De plus en plus d’experts allemands accèdent à des postes stratégiques de la finance mondiale.
Payer beaucoup mais diriger peu: tel fut pendant des années le sort de l'Allemagne dans les institutions internationales. Mais avec la crise de l'euro, de plus en plus d'experts allemands sont arrivés à des postes stratégiques de la finance.
Comment s'appelle le chef du Fonds européen de stabilité financière (FESF) -cet instrument mis en place en 2010 pour venir en aide aux pays de la zone euro en difficulté financière- qui se trouve vendredi en Chine au lendemain de l'annonce d'un accord contre la crise en Europe ?
Klaus Regling, un Allemand qui a travaillé au Fonds monétaire international à Washington et Jakarta et au ministère allemand des Finances avant d'occuper le poste de Directeur Général aux affaires économiques et financières de la Commission européenne.
Qui préside la "task force", groupe d'experts de l'Union européenne dont la mission est de soutenir la Grèce pour mettre en place les réformes exigées en contrepartie de l'aide versée par les Européens et le FMI ?
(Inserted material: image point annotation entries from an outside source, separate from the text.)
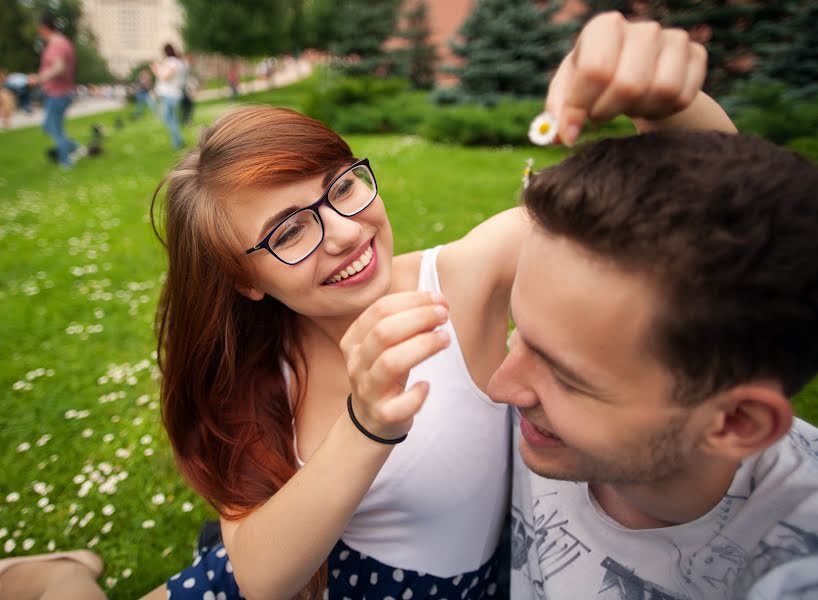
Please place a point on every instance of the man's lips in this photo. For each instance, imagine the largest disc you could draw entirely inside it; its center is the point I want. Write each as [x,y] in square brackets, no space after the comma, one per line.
[537,437]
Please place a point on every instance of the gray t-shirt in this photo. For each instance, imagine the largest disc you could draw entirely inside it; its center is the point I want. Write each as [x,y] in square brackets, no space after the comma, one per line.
[759,542]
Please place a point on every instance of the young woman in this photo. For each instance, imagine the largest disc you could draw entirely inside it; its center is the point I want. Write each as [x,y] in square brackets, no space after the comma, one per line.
[321,393]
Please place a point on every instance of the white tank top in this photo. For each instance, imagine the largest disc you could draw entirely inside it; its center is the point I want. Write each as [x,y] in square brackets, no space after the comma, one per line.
[438,503]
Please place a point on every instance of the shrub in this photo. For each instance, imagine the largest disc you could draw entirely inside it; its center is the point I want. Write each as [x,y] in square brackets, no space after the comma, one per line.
[506,123]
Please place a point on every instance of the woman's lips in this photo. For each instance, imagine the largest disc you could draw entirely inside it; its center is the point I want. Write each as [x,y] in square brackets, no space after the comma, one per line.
[363,275]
L'Allemand Horst Reichenbach, qui a été pendant six ans vice-président de la Banque européenne de reconstruction et de développement (BERD) à Londres et a effectué la plus grande partie de sa carrière à la Commission.
Quant à la "troïka", le groupe de créanciers composé de la Banque centrale européenne (BCE), du FMI et de la Commission européenne, chargé d'évaluer tous les trois mois l'état d'avancement de la mise en œuvre des réformes en Grèce, elle est composée d'un Danois, Poul Thomsenn, et, de deux Allemands. Matthias Mors représente la Commission européenne, où il a travaillé pour Olli Rehn, le commissaire aux Affaires Economiques. Et Klaus Masuch la BCE, où il a fait carrière.
"Quand on est le plus grand créancier, on souhaite avoir des gens de confiance à des postes importants", estime Guntram Wolff, directeur adjoint de l'institut Bruegel, centre de réflexion économique basé à Bruxelles.
"Et le recrutement des gens se fait essentiellement par réseau. Or les réseaux dépendent encore beaucoup de la nationalité de chacun", ajoute-t-il.
Dominik Hierlemann, de la fondation Bertelsmann, basée à Gütersloh, en Allemagne, constate que "ces dernières années, l'Allemagne était en retrait pour imposer ses candidats, contrairement à la France, notamment, bien plus active. On assiste à une normalisation".
"En outre, parmi les dix-sept pays que compte actuellement la zone euro, tous n'ont pas forcément des experts qui pratiquent depuis des années la monnaie unique", rappelle-t-il.
Même si elle a été jusqu'ici présidée par un Néerlandais -Wim Duisenberg-, puis un Français -Jean-Claude Trichet-, qui s'apprête à passer la main à un Italien, Mario Draghi, la BCE est marquée par l'influence allemande.
Située à Francfort, au cœur de l'Allemagne, elle a été créée sur le modèle de la banque centrale allemande, la Bundesbank, alors que le Deutsche Mark était le symbole de la prospérité et de la solidité de l'économie de la République fédérale.
Dans les institutions internationales toutefois, l'Allemagne est généralement sous-représentée, "par manque de personnel qualifié", reconnaît Sebastian Dullien, de l'antenne berlinoise du centre de recherche européen, le Conseil européen des relations étrangères.
Ainsi, après le départ au printemps dernier du Français Dominique Strauss-Kahn de la tête du FMI, Berlin n'avait tout simplement pas d'équivalent à Christine Lagarde à présenter.